On a more cynical level Edwards promised teachers a minor pay raise this year, and a second one if they helped him win a second term. He didn’t tell them that he blocked Republican efforts to give them a much larger raise. So now the highly paid union leaders have to support Edwards or face the ire of teachers who find out that they were sold down the river.
The final group of big money players helping Edwards may seem a bit unusual. The second largest group of contributors to Edwards the first time around, just behind trial lawyers, was nursing home operators. Nursing home operators? Why would they be so supportive of a governor. It is simple, they don’t want to see their gravy train stop.
Under current law the elderly who are on Medicaid are more or less forced to go into a nursing home. Last year, working with the AARP, I brought legislation that would have allowed the elderly, if they were able to and wanted to, the option to stay in their own home.

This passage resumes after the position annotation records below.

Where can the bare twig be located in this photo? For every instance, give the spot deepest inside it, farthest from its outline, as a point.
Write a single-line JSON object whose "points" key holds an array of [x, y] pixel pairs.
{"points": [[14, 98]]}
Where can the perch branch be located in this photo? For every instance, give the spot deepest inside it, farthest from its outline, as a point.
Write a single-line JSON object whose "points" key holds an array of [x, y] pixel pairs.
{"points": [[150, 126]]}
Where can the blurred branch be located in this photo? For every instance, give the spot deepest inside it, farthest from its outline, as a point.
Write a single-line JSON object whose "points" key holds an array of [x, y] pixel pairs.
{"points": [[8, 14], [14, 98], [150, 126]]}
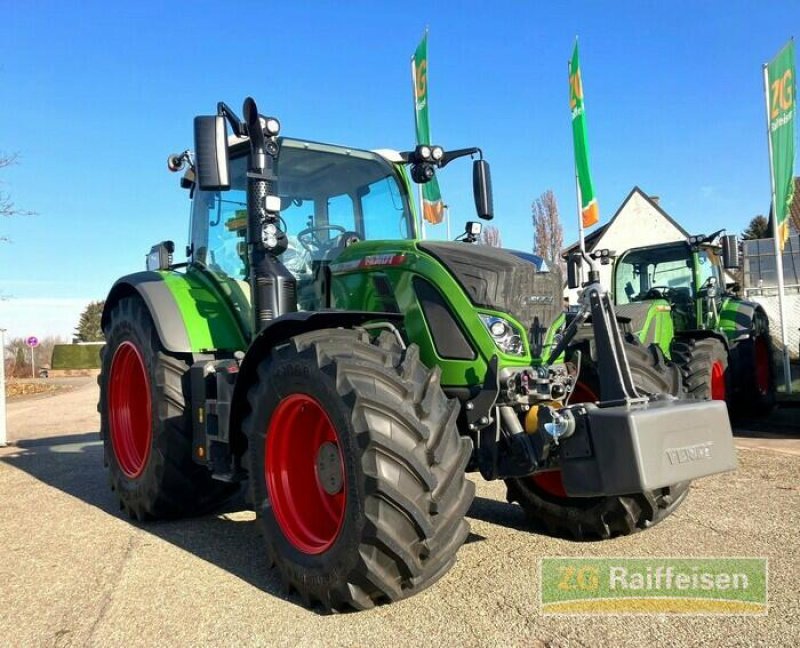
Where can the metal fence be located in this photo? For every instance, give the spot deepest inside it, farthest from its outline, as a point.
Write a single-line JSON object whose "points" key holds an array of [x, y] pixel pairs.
{"points": [[760, 280]]}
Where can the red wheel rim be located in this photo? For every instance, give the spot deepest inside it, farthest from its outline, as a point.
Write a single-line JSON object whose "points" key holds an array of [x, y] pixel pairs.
{"points": [[301, 459], [762, 367], [130, 411], [717, 381], [550, 480]]}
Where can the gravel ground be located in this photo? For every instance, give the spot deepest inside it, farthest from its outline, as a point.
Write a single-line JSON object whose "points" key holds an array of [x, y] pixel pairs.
{"points": [[75, 572]]}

To make it even better for taxpayers, this law was estimated to save at least $100 million of state money per year. But under intense pressure from nursing home operators, the bill was killed and there was no doubt that the governor was behind its demise. So of course for his re-election the nursing home operators have contributed hundreds of thousands of dollars more.

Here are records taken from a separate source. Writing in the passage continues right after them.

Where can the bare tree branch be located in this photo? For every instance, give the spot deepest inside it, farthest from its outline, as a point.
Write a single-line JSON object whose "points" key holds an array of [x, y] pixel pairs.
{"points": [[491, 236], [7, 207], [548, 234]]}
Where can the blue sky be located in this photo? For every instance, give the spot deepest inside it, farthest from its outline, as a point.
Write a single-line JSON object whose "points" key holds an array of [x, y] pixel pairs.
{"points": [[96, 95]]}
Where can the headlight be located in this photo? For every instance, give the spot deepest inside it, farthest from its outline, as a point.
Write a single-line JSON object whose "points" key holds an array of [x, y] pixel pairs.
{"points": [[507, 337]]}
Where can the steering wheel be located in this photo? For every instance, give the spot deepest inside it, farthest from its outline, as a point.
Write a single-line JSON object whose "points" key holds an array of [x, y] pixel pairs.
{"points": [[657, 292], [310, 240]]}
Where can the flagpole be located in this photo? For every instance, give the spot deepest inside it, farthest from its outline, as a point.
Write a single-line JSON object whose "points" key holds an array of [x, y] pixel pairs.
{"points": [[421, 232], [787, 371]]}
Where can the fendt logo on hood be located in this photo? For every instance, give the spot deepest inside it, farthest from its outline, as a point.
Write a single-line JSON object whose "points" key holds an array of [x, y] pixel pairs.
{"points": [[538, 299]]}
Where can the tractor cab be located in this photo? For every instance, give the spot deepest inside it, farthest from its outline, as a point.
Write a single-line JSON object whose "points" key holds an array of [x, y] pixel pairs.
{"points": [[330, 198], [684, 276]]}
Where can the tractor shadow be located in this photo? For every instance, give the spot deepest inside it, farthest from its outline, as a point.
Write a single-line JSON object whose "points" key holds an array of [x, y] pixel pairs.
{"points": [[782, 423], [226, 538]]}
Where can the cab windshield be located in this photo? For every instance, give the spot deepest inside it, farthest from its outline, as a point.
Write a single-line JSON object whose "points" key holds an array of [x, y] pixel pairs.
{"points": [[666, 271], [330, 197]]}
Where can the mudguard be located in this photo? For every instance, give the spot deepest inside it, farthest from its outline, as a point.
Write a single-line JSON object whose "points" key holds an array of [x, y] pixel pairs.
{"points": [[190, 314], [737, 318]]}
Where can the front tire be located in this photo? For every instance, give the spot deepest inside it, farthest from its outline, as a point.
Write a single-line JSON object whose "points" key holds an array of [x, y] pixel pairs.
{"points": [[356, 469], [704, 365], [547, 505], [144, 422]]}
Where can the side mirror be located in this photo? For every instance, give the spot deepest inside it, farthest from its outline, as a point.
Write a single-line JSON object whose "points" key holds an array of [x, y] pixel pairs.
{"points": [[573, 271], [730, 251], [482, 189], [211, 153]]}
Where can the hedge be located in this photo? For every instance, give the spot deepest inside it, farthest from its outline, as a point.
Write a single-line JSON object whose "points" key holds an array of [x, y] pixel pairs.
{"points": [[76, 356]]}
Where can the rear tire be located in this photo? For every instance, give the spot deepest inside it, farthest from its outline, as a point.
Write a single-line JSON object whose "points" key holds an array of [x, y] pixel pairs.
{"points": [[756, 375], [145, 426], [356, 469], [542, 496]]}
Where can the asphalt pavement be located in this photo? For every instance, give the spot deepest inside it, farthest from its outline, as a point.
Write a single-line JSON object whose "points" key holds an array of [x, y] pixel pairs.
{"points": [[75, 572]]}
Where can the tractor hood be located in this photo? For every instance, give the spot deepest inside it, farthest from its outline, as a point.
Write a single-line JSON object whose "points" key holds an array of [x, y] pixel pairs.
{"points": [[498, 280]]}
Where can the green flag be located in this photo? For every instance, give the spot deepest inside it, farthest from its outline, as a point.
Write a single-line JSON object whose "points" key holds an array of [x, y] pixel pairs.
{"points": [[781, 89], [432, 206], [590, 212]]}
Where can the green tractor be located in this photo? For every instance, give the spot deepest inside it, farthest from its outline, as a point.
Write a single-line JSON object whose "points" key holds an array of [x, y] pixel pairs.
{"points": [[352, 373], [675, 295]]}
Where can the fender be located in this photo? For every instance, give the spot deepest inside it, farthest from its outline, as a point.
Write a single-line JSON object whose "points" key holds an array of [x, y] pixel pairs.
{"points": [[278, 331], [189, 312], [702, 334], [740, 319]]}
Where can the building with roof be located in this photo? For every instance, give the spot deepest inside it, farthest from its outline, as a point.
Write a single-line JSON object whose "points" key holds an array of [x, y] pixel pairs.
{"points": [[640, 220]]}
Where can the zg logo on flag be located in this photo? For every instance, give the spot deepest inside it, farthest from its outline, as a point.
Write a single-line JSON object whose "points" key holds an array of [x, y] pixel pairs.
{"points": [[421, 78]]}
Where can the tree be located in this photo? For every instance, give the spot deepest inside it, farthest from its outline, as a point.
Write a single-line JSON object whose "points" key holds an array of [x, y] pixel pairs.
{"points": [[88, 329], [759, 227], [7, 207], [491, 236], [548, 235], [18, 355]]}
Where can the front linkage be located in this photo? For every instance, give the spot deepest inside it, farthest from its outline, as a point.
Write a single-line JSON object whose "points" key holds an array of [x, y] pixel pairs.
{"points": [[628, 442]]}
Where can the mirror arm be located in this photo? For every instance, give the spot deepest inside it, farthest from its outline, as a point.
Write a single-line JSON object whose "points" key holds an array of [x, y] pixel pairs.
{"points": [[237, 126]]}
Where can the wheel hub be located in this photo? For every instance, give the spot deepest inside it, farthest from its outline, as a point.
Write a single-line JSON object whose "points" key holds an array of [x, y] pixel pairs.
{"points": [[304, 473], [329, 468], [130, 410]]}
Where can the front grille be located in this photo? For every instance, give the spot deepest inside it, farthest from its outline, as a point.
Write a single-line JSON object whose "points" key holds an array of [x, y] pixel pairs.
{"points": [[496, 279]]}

For as long as anyone can remember “Pay to Play” has been the way things were done in Louisiana. The practice under John Bel Edwards is no different from the unethical practices of the first Edwards and other governors. But the difference now is that the practice is published in ethics reports for all to see. All to see except apparently a media who doesn’t seem interested enough to investigate the connection between massive campaign contributions and an expectation of pay back by a powerful governor.
Eddie Rispone has generally financed his own campaign. John Bel Edwards has taken more than $10 million, much aggregated from special interest groups such as trial lawyers and nursing home operators. These people expect something from Edwards, something that usually translates into incredible sums of money coughed up by unsuspecting taxpayers.
The people deserve to understand the negative impact on their lives of “Pay to Play” by Edwards’ administration. The old adage that “Democracy Dies in Darkness” applies in Louisiana’s case perhaps more than most other states. It is time, with the help of the media, to end “Pay to Play” and create a pro-growth state based upon strong ethics emanating from the governor’s office.